Part of the anecdote was pushback from the physics head: "I've known Jake for years. Great kid. But what is he supposed to get out of physics class?"
The consultant's in-anecdote response: "what is anybody supposed to get out of physics class?"
Wild laughter and applause.
---
A surprising number of people in education seem to simply not know that there is substantive and consequential content in the curriculum.
Having never really learned math, they've never really used it.
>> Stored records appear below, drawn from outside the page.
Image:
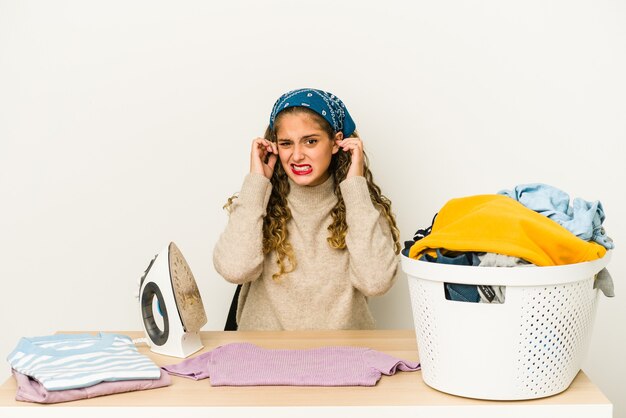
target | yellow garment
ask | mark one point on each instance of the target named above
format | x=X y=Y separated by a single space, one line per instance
x=499 y=224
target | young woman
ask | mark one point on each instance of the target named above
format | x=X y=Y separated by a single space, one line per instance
x=310 y=235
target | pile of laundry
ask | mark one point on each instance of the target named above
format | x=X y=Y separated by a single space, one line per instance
x=68 y=367
x=533 y=224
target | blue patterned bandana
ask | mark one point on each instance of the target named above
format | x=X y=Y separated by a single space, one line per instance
x=327 y=105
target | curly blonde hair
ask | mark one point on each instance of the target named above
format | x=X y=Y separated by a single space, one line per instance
x=275 y=233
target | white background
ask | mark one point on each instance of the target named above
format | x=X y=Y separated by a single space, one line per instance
x=126 y=124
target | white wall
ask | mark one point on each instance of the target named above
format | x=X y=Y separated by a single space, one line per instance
x=124 y=125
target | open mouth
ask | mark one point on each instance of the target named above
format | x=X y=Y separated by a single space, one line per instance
x=301 y=169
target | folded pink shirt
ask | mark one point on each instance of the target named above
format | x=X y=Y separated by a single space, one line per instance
x=244 y=364
x=30 y=390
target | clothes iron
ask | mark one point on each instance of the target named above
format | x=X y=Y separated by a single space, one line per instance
x=171 y=306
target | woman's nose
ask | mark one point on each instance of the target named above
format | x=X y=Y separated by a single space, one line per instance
x=298 y=152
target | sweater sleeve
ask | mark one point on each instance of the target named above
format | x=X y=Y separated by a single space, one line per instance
x=238 y=253
x=373 y=262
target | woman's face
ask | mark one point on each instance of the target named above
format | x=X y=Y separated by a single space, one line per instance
x=305 y=149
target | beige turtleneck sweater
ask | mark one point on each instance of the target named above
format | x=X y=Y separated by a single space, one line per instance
x=329 y=287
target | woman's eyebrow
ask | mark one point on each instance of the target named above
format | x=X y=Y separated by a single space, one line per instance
x=303 y=138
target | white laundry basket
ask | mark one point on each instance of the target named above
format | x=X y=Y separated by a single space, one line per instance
x=530 y=346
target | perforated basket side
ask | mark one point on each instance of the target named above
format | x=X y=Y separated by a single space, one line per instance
x=425 y=329
x=555 y=329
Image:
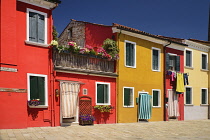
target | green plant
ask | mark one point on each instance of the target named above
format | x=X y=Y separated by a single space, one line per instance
x=103 y=108
x=110 y=46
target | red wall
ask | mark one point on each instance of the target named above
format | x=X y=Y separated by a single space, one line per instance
x=27 y=59
x=96 y=34
x=90 y=85
x=170 y=85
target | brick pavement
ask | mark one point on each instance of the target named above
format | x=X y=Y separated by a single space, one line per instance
x=182 y=130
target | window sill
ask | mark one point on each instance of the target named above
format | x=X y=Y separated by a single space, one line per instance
x=128 y=106
x=156 y=106
x=187 y=67
x=204 y=70
x=188 y=104
x=39 y=106
x=204 y=104
x=36 y=44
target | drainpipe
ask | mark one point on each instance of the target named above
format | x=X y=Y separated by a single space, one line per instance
x=165 y=90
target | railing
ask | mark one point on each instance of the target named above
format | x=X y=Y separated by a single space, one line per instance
x=69 y=61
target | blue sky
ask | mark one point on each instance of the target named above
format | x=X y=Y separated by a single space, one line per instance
x=174 y=18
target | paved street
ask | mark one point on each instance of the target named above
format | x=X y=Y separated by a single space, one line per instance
x=194 y=130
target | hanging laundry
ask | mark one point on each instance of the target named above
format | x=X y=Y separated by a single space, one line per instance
x=186 y=79
x=180 y=82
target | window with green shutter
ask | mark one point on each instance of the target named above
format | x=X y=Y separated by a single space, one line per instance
x=103 y=96
x=128 y=97
x=204 y=96
x=204 y=62
x=156 y=98
x=188 y=96
x=130 y=54
x=37 y=85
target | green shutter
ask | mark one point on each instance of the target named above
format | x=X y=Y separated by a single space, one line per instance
x=155 y=98
x=126 y=97
x=41 y=28
x=188 y=96
x=167 y=61
x=177 y=65
x=32 y=26
x=100 y=93
x=41 y=89
x=204 y=96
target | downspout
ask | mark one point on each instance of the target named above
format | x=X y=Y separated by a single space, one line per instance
x=165 y=90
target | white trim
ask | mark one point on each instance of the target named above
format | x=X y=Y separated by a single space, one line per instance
x=46 y=27
x=186 y=49
x=85 y=91
x=109 y=87
x=197 y=46
x=40 y=3
x=134 y=43
x=159 y=98
x=159 y=58
x=46 y=88
x=202 y=53
x=133 y=96
x=145 y=37
x=206 y=96
x=191 y=95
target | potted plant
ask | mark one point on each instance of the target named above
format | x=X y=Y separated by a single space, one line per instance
x=86 y=119
x=34 y=102
x=104 y=108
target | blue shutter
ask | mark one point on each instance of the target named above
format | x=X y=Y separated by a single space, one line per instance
x=177 y=66
x=41 y=28
x=32 y=26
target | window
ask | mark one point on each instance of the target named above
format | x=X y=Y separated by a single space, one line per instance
x=155 y=59
x=204 y=96
x=204 y=59
x=188 y=96
x=103 y=93
x=188 y=58
x=36 y=26
x=128 y=97
x=37 y=88
x=172 y=62
x=156 y=98
x=130 y=54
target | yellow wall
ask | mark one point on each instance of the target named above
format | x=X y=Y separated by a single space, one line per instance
x=142 y=78
x=197 y=78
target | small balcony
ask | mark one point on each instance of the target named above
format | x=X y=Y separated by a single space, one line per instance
x=84 y=64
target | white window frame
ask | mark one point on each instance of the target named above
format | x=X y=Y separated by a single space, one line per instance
x=191 y=58
x=109 y=93
x=191 y=95
x=159 y=98
x=206 y=61
x=206 y=96
x=132 y=99
x=46 y=89
x=134 y=43
x=159 y=58
x=45 y=44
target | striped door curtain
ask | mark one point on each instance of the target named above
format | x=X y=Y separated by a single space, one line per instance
x=173 y=104
x=69 y=99
x=145 y=106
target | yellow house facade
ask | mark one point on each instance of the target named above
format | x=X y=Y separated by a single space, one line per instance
x=197 y=90
x=141 y=71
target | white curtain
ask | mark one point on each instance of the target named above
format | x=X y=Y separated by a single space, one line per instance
x=173 y=104
x=69 y=99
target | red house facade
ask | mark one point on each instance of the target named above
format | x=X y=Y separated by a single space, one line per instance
x=95 y=77
x=25 y=66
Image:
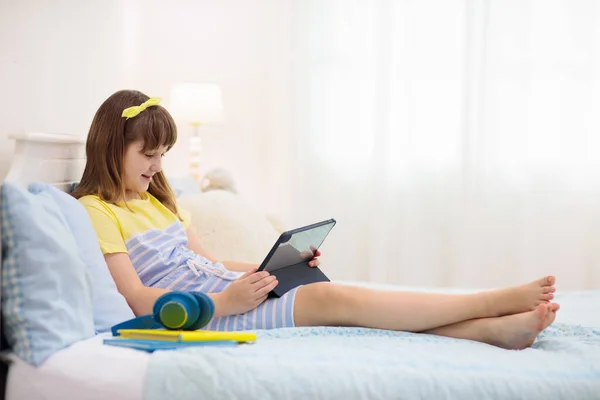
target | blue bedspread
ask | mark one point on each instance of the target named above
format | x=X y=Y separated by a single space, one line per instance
x=358 y=363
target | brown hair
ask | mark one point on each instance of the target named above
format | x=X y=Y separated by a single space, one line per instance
x=110 y=135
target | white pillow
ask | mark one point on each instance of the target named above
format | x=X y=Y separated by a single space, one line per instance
x=229 y=227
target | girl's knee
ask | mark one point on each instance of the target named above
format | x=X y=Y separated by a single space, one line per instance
x=328 y=296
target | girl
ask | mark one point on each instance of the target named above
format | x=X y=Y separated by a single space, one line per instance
x=150 y=248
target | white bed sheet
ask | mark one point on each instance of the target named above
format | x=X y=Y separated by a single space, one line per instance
x=87 y=370
x=91 y=370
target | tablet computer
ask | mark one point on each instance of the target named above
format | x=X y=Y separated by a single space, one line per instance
x=289 y=256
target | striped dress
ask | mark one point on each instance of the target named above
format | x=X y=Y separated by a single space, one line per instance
x=156 y=241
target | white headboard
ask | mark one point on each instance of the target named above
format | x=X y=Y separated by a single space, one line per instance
x=42 y=157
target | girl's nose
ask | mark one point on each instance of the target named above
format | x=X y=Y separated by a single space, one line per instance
x=156 y=166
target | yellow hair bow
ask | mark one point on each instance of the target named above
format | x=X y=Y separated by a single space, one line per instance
x=135 y=110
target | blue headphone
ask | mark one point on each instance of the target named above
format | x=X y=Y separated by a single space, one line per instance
x=174 y=310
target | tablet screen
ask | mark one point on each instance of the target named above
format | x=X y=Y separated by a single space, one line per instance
x=299 y=245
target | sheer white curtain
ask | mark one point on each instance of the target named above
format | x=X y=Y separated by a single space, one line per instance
x=457 y=143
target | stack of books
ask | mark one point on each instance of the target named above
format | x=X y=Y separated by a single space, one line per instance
x=161 y=339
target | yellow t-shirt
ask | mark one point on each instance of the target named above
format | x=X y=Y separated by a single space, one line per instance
x=152 y=235
x=117 y=225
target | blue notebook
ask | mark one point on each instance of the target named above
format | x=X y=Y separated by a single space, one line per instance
x=152 y=345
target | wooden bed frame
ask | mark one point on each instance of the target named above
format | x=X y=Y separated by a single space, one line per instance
x=41 y=157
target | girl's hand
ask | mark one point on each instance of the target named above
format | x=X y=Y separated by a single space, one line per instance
x=315 y=261
x=247 y=292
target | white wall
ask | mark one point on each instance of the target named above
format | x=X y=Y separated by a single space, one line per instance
x=61 y=59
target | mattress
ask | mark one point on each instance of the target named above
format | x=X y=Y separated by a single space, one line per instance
x=319 y=362
x=87 y=370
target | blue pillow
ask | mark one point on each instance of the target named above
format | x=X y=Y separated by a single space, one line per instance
x=110 y=307
x=46 y=289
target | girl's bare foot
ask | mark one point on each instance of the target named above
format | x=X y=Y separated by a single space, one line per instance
x=518 y=331
x=518 y=299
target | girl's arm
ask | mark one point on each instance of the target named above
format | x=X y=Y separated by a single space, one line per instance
x=140 y=298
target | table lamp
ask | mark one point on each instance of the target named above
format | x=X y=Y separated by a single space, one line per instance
x=196 y=104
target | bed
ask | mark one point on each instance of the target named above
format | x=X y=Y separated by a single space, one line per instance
x=319 y=362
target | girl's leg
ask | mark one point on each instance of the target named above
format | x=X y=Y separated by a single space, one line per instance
x=514 y=332
x=331 y=304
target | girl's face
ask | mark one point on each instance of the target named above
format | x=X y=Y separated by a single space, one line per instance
x=140 y=166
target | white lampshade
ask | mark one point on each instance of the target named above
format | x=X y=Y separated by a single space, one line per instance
x=196 y=103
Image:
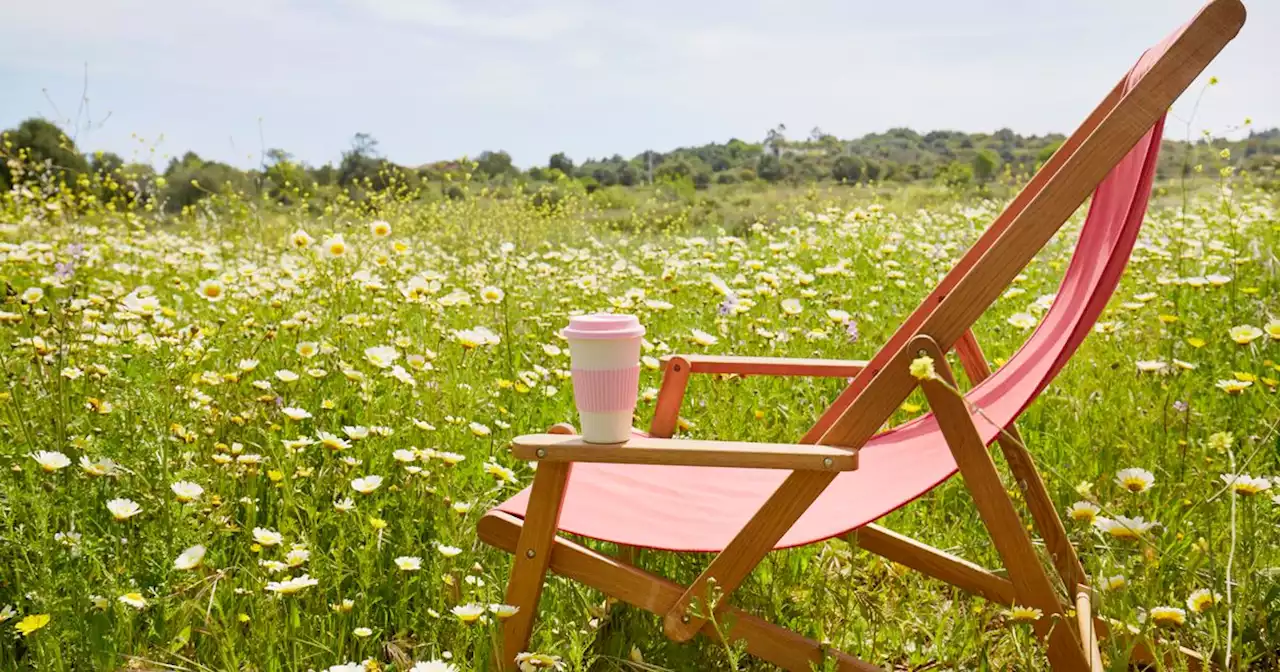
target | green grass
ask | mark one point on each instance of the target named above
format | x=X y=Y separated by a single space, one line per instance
x=165 y=392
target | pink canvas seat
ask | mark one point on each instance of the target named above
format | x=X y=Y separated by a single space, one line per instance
x=702 y=508
x=694 y=496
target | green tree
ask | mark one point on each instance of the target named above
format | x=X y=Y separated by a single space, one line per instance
x=287 y=181
x=849 y=168
x=40 y=146
x=984 y=164
x=360 y=163
x=496 y=164
x=561 y=163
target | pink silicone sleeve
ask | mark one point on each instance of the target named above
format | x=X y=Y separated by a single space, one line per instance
x=606 y=391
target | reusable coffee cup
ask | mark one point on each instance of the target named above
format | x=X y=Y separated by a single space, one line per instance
x=604 y=353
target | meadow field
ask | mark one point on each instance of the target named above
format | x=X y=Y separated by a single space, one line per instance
x=255 y=437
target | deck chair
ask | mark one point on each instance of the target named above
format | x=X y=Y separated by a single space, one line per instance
x=743 y=499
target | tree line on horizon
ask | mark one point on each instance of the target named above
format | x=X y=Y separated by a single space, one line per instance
x=37 y=150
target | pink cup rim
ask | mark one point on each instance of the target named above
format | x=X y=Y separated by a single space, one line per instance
x=603 y=327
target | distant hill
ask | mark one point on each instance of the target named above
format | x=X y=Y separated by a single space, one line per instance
x=37 y=151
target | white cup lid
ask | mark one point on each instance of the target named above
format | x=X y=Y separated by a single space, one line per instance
x=603 y=327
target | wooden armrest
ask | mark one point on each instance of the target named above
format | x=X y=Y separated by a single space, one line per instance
x=727 y=364
x=685 y=452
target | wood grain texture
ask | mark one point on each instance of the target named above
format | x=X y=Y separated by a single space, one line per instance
x=525 y=586
x=1032 y=586
x=748 y=548
x=777 y=366
x=936 y=563
x=1086 y=627
x=635 y=586
x=877 y=394
x=1048 y=524
x=552 y=448
x=671 y=394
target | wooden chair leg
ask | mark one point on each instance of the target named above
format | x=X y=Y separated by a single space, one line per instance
x=1031 y=583
x=656 y=594
x=1048 y=524
x=531 y=557
x=671 y=394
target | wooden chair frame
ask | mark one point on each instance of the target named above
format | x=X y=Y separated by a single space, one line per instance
x=877 y=389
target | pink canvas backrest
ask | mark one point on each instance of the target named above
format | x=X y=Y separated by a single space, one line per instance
x=1106 y=238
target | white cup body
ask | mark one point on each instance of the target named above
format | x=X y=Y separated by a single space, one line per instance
x=607 y=368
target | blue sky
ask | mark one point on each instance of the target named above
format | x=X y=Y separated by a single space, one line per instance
x=440 y=78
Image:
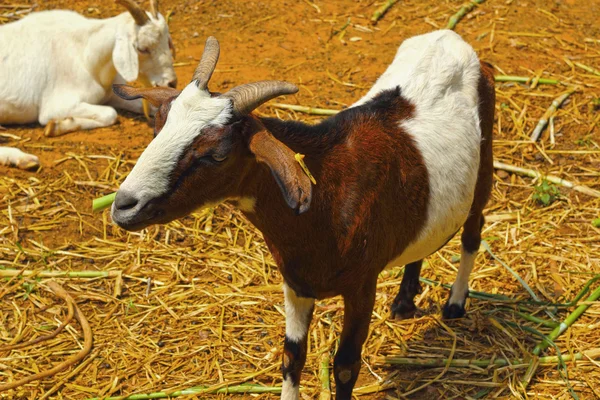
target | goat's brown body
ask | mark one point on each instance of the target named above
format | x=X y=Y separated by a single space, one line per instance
x=395 y=181
x=369 y=201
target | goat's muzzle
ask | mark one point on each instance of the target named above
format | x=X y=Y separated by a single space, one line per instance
x=131 y=212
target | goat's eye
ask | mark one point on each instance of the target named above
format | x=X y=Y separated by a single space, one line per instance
x=219 y=158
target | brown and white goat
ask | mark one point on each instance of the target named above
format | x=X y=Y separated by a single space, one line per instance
x=397 y=175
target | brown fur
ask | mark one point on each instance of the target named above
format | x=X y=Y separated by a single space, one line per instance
x=370 y=201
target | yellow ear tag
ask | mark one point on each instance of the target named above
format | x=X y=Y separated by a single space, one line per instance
x=300 y=158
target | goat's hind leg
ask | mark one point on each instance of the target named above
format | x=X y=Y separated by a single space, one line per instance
x=403 y=306
x=298 y=313
x=84 y=116
x=470 y=241
x=13 y=157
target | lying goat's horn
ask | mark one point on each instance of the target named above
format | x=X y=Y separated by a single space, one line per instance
x=207 y=64
x=251 y=95
x=139 y=15
x=154 y=8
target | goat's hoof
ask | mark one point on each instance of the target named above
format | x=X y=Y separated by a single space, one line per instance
x=402 y=310
x=453 y=311
x=50 y=129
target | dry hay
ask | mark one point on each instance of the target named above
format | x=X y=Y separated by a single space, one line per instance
x=199 y=303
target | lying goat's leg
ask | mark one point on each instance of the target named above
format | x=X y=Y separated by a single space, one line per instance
x=358 y=307
x=13 y=157
x=298 y=313
x=404 y=303
x=84 y=116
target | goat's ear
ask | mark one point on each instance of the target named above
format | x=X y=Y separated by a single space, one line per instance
x=293 y=182
x=155 y=96
x=125 y=56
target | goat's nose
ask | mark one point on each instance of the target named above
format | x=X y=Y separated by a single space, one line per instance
x=125 y=201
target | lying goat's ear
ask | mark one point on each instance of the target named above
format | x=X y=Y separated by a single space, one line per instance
x=293 y=182
x=125 y=56
x=155 y=96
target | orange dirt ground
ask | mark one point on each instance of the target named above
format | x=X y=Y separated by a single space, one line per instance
x=214 y=312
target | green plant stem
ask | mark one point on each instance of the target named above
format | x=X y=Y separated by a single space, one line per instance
x=550 y=178
x=559 y=330
x=239 y=389
x=556 y=103
x=324 y=377
x=101 y=203
x=505 y=299
x=382 y=10
x=464 y=10
x=588 y=69
x=524 y=79
x=500 y=362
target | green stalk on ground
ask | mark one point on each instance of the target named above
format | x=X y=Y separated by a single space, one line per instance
x=103 y=202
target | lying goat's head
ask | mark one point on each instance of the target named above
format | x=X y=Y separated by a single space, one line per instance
x=145 y=49
x=204 y=150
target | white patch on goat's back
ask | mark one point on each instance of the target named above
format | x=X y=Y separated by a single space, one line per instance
x=298 y=312
x=438 y=73
x=193 y=110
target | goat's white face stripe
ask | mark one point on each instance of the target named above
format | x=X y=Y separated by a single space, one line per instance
x=193 y=110
x=297 y=314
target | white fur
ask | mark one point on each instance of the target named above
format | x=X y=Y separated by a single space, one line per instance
x=193 y=110
x=10 y=156
x=58 y=64
x=297 y=314
x=461 y=284
x=289 y=391
x=246 y=204
x=439 y=72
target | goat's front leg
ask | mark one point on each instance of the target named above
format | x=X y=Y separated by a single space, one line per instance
x=358 y=307
x=298 y=313
x=83 y=116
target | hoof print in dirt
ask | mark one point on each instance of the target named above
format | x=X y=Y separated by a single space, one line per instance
x=453 y=311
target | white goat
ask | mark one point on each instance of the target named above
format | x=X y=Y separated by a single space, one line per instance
x=58 y=68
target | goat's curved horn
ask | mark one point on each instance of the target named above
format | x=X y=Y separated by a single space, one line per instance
x=251 y=95
x=207 y=64
x=154 y=8
x=139 y=15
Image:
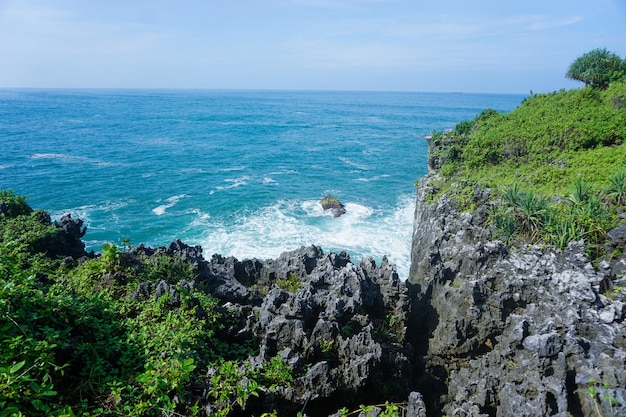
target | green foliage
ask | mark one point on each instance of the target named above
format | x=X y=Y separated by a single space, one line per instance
x=601 y=402
x=558 y=161
x=388 y=409
x=88 y=339
x=616 y=190
x=597 y=68
x=543 y=128
x=581 y=215
x=12 y=205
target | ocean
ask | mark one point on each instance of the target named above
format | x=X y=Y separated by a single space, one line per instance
x=240 y=173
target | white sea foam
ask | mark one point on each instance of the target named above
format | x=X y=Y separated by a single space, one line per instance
x=353 y=164
x=170 y=202
x=235 y=168
x=87 y=212
x=375 y=178
x=232 y=183
x=363 y=232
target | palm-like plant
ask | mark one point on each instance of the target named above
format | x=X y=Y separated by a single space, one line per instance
x=616 y=189
x=531 y=209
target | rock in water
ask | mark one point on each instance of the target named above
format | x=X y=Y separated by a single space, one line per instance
x=333 y=205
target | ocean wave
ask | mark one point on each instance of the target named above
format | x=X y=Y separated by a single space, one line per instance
x=375 y=178
x=362 y=232
x=70 y=158
x=87 y=212
x=171 y=202
x=233 y=183
x=346 y=161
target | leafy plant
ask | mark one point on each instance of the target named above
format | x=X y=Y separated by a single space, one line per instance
x=289 y=284
x=598 y=67
x=616 y=190
x=12 y=205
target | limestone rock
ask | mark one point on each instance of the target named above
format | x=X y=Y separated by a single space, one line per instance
x=332 y=205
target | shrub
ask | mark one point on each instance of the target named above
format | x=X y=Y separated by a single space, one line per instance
x=598 y=68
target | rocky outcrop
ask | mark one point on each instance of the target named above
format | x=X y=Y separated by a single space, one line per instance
x=526 y=332
x=333 y=206
x=341 y=326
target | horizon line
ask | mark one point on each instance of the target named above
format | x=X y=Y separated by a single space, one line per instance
x=310 y=90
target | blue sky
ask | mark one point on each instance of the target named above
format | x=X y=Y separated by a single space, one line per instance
x=492 y=46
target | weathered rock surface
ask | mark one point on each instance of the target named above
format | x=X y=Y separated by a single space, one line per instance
x=342 y=326
x=520 y=333
x=333 y=206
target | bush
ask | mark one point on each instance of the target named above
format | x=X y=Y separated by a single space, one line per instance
x=597 y=68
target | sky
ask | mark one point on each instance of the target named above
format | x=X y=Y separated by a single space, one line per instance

Having never used it, they don't recognize its utility.
They seem to earnestly believe that it isn't an actual tool but a gatekeeping mechanism devised by autistic persons to humiliate normies.
it should be that, though.
In time, most figure out people create pet mathematical fictions regardless of background, and while authoritative confident liars often allow people to feel better about uncertainty... it adds little value in the long-term. =3
I'm sure if I walk around in the office and ask people a problem like "Car A starts driving south at time zero, with speed 30km/h. Car B is located 10 km down south and starts driving north 5 minutes later, at speed 45 km/h, at what time do they meet? You have 1 minute. Go." a bunch of them will start to sweat, and many will likely fail - even though they have graduate STEM degrees.